Researchers have known for a while that peak age for general entrepreneurship occurs around mid-career (mid-30s to mid-40s), but an influential academic study published last year shows just how misguided the popular narrative is that twenty-something tech billionaires are the norm even for high-growth, high-tech entrepreneurship.
Economists Pierre Azoulay, Benjamin Jones, Daniel Kim, and Javier Miranda, analyzed administrative government data on the founders of all U.S. businesses that were started during a recent eight-year period (2007-2014). This restricted-use dataset at the U.S. Census Bureau allowed the researchers to get an accurate and comprehensive view of all business startup activity in America.
The authors calculated the average founder age (at the time of founding) along key startup characteristics (industry, financing, patenting, location) and outcomes (hyper-growth, acquisition, or IPO). Below is the average founder age along these dimensions:
The data show that age at the time of company founding more or less follows a normal statistical distribution (“Bell Curve”), with peak founding age across all U.S. companies (blue line) between the late-30s and early-40s. But for the fastest-growing one percent of firms (red line), the founder age curve is pushed out further to the right (older founders), with peak age clustered around the mid-40s.
Founders aged in their 20s and 30s are less likely to start high-growth companies compared with their share of total companies founded (red line below the blue line on the lefthand side of the graph). Conversely, founders aged 40 years and above are more likely to start high-growth businesses relative to their contribution of total companies founded (red line above the blue line on the righthand side of the graph).
Next, we see two tables showing average founder age by key geographies (top panel) or success outcome (bottom panel). Each table has four columns, first for all firms and then secondly for three types of technology definitions—the first by industry, the second by venture-capital backing, and the third by patenting.
As the data show, the average firm age is pretty similar across these dimensions, with all definitions of high-tech and high-growth startups having higher average founder age than for the benchmark of all firms. One exception is that founders of high-tech and venture-backed firms in Silicon Valley and other key entrepreneurial hubs tend to be slightly younger than founders of all firms in those regions, but the differences are small. Regardless, the average age of these founders is more or less around 40 years of age—far greater than the popular narrative of the mid-20s college dropout.
Finally, the study shows that conditional on starting a company, the probability of achieving “high-success” (fastest growing 0.1% of firms or successful exit) is lowest for founders in their early-20s and increases in a linear fashion along with founder age up to the late-50s. Although the probability of starting a company declines among these older workers, those that do are more likely to succeed.

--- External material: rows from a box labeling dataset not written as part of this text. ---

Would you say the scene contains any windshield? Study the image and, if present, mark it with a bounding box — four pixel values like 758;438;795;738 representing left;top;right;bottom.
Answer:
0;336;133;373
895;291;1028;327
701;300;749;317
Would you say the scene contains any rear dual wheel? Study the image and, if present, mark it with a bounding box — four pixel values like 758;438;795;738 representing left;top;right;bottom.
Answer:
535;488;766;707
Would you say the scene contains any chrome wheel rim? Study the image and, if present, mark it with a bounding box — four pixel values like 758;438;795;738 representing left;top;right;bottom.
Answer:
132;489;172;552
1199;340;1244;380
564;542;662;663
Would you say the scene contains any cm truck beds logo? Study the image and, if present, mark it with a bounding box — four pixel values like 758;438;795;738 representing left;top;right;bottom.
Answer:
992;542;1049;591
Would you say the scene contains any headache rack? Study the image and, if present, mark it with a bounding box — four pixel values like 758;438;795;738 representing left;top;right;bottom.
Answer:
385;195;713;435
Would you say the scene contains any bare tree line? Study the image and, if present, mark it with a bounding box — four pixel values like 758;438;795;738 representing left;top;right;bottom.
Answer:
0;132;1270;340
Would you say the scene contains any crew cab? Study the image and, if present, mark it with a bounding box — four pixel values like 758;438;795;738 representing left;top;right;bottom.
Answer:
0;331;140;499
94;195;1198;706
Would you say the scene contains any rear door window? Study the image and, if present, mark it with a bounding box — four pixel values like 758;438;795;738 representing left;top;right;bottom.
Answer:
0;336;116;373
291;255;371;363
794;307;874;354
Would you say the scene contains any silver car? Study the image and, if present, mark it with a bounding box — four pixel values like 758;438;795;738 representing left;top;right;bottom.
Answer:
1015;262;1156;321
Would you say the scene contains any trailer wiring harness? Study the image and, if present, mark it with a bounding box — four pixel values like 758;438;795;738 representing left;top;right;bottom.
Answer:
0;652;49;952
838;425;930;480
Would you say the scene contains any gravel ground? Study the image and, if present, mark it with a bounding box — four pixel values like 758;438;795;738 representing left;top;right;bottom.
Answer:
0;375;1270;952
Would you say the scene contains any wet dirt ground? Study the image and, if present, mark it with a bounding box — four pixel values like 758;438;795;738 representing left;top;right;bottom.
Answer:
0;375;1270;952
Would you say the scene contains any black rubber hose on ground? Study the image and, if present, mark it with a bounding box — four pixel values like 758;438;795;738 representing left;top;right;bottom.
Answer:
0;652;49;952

And yes, it’s true there are more outliers (i.e. younger founders of very successful startups) in sectors like software and in leading regions like Silicon Valley, which helps explain some of these small differences. But overall, this work demonstrates that many of the highest-impact companies in the U.S. are started by founders who are much older than the popular narrative suggests.
Instead of succumbing to emotionally appealing but highly misleading mythology about the characteristics of high-growth, high-tech, and high-impact entrepreneurs, know that the most successful of them typically get started much later than you have been lead to believe.